De gezangen van het jagende bloed, de wartaal van het diepste zuchten en het hoofd dat zich naar achteren gooit en de rug die zich hol maakt en de hals die zich opspant en de hartslag in hals en polsen en geslacht en het koortsige rillen, het ongecontroleerde rillen, de hete malaria en de voeten die zich afzetten en de heupen die zich opduwen en het bekken dat zich kantelt en lichaamsdelen die zich vastzuigen en beginnen te bewegen en de oneindig stille, roerloze, veelkleurige bloem van de malaria.

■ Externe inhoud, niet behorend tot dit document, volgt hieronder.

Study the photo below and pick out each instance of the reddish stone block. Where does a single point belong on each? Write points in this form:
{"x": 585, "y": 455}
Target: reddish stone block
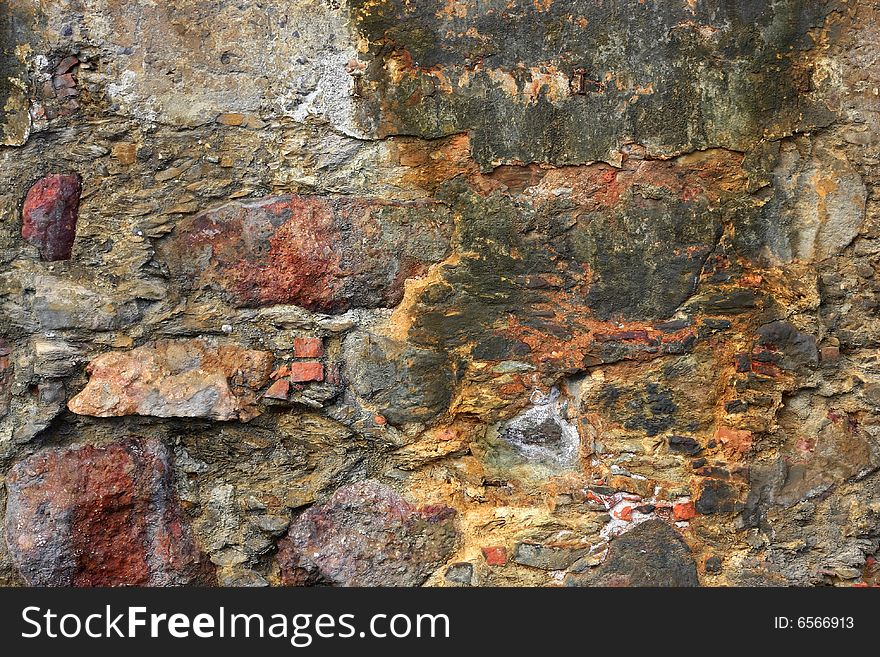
{"x": 495, "y": 555}
{"x": 306, "y": 372}
{"x": 683, "y": 511}
{"x": 624, "y": 514}
{"x": 308, "y": 347}
{"x": 50, "y": 213}
{"x": 278, "y": 390}
{"x": 366, "y": 534}
{"x": 829, "y": 354}
{"x": 100, "y": 516}
{"x": 325, "y": 254}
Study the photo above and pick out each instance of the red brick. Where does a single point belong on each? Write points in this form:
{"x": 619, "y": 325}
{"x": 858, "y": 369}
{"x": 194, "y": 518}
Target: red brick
{"x": 625, "y": 513}
{"x": 306, "y": 372}
{"x": 50, "y": 214}
{"x": 278, "y": 390}
{"x": 684, "y": 511}
{"x": 495, "y": 555}
{"x": 308, "y": 347}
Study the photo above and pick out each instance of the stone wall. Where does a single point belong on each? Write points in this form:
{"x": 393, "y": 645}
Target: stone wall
{"x": 378, "y": 292}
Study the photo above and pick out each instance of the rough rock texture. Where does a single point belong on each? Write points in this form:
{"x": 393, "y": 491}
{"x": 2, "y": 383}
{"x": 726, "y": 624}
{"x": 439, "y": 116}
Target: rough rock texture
{"x": 104, "y": 516}
{"x": 367, "y": 535}
{"x": 601, "y": 277}
{"x": 175, "y": 379}
{"x": 321, "y": 254}
{"x": 651, "y": 554}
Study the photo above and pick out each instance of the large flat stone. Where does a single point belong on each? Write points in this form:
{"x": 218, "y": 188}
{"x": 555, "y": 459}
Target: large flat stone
{"x": 367, "y": 535}
{"x": 176, "y": 378}
{"x": 100, "y": 516}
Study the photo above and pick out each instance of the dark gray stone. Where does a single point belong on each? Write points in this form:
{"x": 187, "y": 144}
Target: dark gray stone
{"x": 650, "y": 554}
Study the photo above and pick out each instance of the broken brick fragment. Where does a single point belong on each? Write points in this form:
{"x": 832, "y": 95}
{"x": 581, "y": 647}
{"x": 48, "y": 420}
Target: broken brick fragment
{"x": 50, "y": 213}
{"x": 306, "y": 372}
{"x": 495, "y": 555}
{"x": 308, "y": 347}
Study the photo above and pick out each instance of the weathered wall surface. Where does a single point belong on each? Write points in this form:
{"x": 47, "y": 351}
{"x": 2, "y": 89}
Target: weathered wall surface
{"x": 378, "y": 292}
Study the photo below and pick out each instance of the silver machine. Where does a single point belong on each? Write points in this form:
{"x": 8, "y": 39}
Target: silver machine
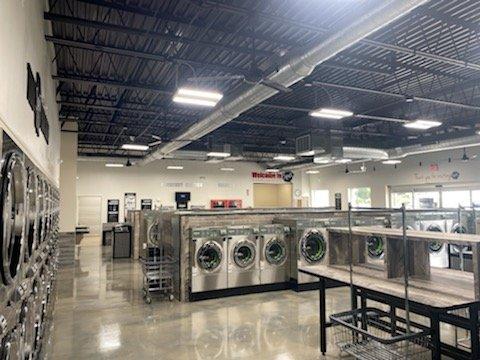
{"x": 29, "y": 205}
{"x": 208, "y": 249}
{"x": 274, "y": 254}
{"x": 243, "y": 257}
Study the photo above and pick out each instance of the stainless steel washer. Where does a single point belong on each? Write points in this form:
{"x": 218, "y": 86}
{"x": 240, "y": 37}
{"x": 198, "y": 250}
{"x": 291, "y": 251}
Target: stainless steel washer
{"x": 243, "y": 257}
{"x": 208, "y": 249}
{"x": 274, "y": 259}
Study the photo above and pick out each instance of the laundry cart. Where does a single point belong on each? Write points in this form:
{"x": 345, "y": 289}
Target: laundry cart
{"x": 158, "y": 271}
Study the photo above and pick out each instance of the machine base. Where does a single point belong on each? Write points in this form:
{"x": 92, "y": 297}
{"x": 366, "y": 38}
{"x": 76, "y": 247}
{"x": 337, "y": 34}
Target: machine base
{"x": 244, "y": 290}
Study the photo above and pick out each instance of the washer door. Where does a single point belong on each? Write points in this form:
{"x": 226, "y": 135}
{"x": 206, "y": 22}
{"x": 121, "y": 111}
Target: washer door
{"x": 209, "y": 256}
{"x": 434, "y": 246}
{"x": 12, "y": 202}
{"x": 244, "y": 254}
{"x": 313, "y": 247}
{"x": 276, "y": 252}
{"x": 375, "y": 247}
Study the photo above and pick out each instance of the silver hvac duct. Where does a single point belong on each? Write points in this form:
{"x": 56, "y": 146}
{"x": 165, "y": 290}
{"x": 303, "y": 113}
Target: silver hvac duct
{"x": 295, "y": 69}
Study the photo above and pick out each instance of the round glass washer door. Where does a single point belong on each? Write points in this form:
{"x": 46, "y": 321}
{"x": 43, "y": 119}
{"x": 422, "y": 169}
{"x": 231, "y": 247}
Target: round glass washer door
{"x": 313, "y": 247}
{"x": 209, "y": 256}
{"x": 375, "y": 247}
{"x": 12, "y": 202}
{"x": 435, "y": 246}
{"x": 244, "y": 254}
{"x": 276, "y": 252}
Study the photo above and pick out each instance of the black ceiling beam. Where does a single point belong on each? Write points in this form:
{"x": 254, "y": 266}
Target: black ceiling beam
{"x": 192, "y": 23}
{"x": 111, "y": 83}
{"x": 149, "y": 34}
{"x": 140, "y": 54}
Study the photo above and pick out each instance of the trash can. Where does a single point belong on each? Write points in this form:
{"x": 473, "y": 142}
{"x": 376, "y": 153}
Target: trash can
{"x": 122, "y": 241}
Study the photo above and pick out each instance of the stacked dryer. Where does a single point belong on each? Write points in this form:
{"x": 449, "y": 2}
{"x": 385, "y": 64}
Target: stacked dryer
{"x": 29, "y": 205}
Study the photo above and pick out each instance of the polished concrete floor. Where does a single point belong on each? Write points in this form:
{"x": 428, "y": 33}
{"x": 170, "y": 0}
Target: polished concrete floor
{"x": 100, "y": 314}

Rebosante hasta los labios, hasta las pestañas, la nariz, la campanilla, la oreja, el sacro, el hioides, la columna vertebral, la axila, el trasero, el talón de aquiles, el poplíteo. Las antorchas que somos. Lo suave y blando de otro cuerpo. Lo caliente y húmedo detrás de la lengua y detrás del martilleo del corazón, y el labio superior sudado y el interior de la boca y la garganta y más adentro. Más allá de la lengua de piel y mucosa, y más allá de la lengua de labios y garganta, más adentro, la boca que se cierra sobre nosotros y las piernas rodeándonos con fuerza la cintura, y lo que se pega a nosotros y se restriega y se sigue extendiendo en nosotros y por encima, eso aceitado, jadeante, que se acopla, boquea, balbucea, relame, muerde.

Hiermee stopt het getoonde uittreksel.